短い時間で終わった仕事に、高い金額をつけてはいけない。楽しんで作った商品から、お金を受け取ってはいけない。

過去に作った商品が、寝ている間に売れる。

それを「楽をしている」と感じる人もいます。

けれど、お金は苦労した量に対するご褒美ではありません。相手が必要としている価値を渡し、その対価として受け取るものです。

あなたが10分で解決できた問題でも、相手は何日も悩んでいたかもしれません。あなたが簡単にできるのは、そこまで長い経験を積んできたからかもしれません。

簡単にできるから、価値が低いわけではない。

簡単にできるところまで積み上げた経験に、価値があります。

だから、好きで書いた文章からお金が生まれてもいい。過去に作った商品が、今日売れてもいいのです。

苦しまなければ、お金を受け取ってはいけないという決まりはありません。

あなたは、お金を受け取るために、必要以上の苦労を用意していないでしょうか。

自分を守ることに、真面目になる

真面目に生きる人がお金に困るのは、真面目だからではないと思います。真面目さを、自分が耐えることだけに使ってしまうからです。

これからは、真面目さの向け先を変えてもいい。

相手の希望をすべて受け入れるのではなく、自分の時間を守ることに真面目になる。頼まれた金額で働くのではなく、自分が受け取りたい金額を考えることに真面目になる。

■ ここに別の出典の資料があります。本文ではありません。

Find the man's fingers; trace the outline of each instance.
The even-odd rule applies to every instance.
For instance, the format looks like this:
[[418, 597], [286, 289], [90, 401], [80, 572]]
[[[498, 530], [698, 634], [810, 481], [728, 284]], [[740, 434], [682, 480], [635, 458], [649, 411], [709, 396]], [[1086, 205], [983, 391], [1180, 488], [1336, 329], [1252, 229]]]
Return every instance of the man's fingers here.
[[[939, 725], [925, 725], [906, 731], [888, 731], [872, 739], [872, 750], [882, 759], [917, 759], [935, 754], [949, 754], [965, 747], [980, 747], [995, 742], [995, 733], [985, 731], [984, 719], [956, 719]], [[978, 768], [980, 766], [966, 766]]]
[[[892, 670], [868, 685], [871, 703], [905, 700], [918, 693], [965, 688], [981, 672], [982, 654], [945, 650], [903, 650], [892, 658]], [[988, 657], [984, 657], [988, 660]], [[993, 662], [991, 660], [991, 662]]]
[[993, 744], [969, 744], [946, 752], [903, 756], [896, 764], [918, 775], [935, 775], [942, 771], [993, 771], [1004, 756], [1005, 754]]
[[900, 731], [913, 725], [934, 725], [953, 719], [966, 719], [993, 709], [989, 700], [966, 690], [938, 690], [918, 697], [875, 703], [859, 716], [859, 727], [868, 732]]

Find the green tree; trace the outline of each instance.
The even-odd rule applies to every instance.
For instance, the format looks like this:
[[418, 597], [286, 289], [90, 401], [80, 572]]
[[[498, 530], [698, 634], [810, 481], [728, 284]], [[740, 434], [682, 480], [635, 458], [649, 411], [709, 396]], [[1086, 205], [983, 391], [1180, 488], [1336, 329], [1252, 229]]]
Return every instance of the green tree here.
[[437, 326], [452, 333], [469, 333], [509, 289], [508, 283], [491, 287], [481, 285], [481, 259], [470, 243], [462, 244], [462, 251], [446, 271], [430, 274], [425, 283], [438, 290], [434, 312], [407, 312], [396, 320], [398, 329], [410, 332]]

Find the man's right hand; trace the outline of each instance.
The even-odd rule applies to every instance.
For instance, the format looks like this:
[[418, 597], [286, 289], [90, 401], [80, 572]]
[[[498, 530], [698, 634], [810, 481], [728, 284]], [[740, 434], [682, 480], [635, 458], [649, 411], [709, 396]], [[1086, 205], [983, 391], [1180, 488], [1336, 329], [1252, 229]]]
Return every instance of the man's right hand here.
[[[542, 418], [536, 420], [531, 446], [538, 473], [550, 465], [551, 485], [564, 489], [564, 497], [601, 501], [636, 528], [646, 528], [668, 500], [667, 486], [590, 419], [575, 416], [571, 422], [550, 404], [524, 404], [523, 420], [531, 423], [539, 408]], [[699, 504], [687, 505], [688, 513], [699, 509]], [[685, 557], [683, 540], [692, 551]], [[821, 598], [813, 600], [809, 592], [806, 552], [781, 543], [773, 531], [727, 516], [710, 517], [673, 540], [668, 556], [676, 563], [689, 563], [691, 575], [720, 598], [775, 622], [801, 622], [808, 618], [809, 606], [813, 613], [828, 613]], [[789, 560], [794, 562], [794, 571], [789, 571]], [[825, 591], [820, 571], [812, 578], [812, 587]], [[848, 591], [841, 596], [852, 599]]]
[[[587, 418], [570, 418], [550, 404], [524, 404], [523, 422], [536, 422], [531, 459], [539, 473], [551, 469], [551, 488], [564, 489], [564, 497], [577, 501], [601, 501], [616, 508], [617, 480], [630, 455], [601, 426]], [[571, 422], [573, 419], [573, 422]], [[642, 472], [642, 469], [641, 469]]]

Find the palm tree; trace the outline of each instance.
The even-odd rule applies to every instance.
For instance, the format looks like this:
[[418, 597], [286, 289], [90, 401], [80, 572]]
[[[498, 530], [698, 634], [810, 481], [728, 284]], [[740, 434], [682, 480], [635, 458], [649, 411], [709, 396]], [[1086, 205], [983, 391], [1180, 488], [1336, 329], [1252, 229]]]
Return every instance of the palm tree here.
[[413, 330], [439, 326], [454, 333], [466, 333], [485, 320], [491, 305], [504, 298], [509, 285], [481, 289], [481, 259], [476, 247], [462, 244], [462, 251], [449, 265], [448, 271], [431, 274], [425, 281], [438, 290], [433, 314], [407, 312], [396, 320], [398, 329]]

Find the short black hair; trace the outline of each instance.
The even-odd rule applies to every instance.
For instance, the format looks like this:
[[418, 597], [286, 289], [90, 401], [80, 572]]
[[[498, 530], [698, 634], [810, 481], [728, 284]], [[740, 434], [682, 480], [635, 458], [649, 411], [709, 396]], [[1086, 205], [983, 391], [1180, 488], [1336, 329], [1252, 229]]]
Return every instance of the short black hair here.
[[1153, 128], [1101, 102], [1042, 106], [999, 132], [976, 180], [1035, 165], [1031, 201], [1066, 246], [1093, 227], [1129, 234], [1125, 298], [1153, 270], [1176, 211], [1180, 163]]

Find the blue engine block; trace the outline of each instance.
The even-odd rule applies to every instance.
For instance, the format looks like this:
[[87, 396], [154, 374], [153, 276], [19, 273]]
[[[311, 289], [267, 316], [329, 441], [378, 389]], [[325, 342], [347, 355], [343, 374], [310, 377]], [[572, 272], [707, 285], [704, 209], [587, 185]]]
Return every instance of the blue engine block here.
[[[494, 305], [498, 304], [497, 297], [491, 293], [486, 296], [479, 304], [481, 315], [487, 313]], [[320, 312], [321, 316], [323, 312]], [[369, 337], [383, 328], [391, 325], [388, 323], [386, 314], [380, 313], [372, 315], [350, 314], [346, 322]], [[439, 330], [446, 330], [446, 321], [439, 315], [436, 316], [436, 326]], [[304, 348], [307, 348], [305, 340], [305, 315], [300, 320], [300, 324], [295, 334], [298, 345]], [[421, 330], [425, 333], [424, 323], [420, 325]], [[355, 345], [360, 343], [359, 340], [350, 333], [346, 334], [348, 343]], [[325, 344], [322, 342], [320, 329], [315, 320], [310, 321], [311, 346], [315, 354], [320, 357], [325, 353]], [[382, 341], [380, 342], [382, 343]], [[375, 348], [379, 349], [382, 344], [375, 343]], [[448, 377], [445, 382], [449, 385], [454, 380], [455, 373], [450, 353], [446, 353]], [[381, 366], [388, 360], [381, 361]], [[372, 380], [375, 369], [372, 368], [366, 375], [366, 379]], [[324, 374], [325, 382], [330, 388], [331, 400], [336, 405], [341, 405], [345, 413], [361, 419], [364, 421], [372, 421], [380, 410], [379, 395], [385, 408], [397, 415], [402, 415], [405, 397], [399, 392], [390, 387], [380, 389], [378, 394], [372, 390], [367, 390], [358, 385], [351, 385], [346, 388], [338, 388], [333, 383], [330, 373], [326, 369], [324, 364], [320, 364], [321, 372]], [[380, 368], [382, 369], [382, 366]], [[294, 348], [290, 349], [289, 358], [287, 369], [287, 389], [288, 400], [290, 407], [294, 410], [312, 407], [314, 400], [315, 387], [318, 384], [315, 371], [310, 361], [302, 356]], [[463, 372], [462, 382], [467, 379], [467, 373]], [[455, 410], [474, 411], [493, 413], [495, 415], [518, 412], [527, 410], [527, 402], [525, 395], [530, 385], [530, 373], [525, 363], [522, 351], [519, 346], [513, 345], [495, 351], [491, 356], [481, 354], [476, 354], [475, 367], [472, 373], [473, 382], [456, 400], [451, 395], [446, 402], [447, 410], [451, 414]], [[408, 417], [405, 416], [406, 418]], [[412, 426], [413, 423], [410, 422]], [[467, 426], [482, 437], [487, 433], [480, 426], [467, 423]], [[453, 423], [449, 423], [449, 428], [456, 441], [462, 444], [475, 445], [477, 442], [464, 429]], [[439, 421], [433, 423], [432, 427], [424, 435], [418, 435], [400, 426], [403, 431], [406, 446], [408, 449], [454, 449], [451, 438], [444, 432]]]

毎日頑張った事実だけで安心せず、その頑張りが何につながっているのかを見る。お金の出入りから目をそらさず、未来の自分に何を残せるかを考える。

それは、わがままではありません。

自分の人生に対して、誠実になるということです。

真面目な人がお金に困るのは、真面目だからではない。
自分を守ることだけを、不真面目にしてしまうからかもしれない。

真面目さを捨てる必要はありません。ただ、自分が我慢するために使ってきた真面目さを、自分の暮らしとお金を守るために使い直す。

真面目に苦しまなくても、お金は入ってくる。

それくらいに思って生きたほうが、ちょうどいいのかもしれません。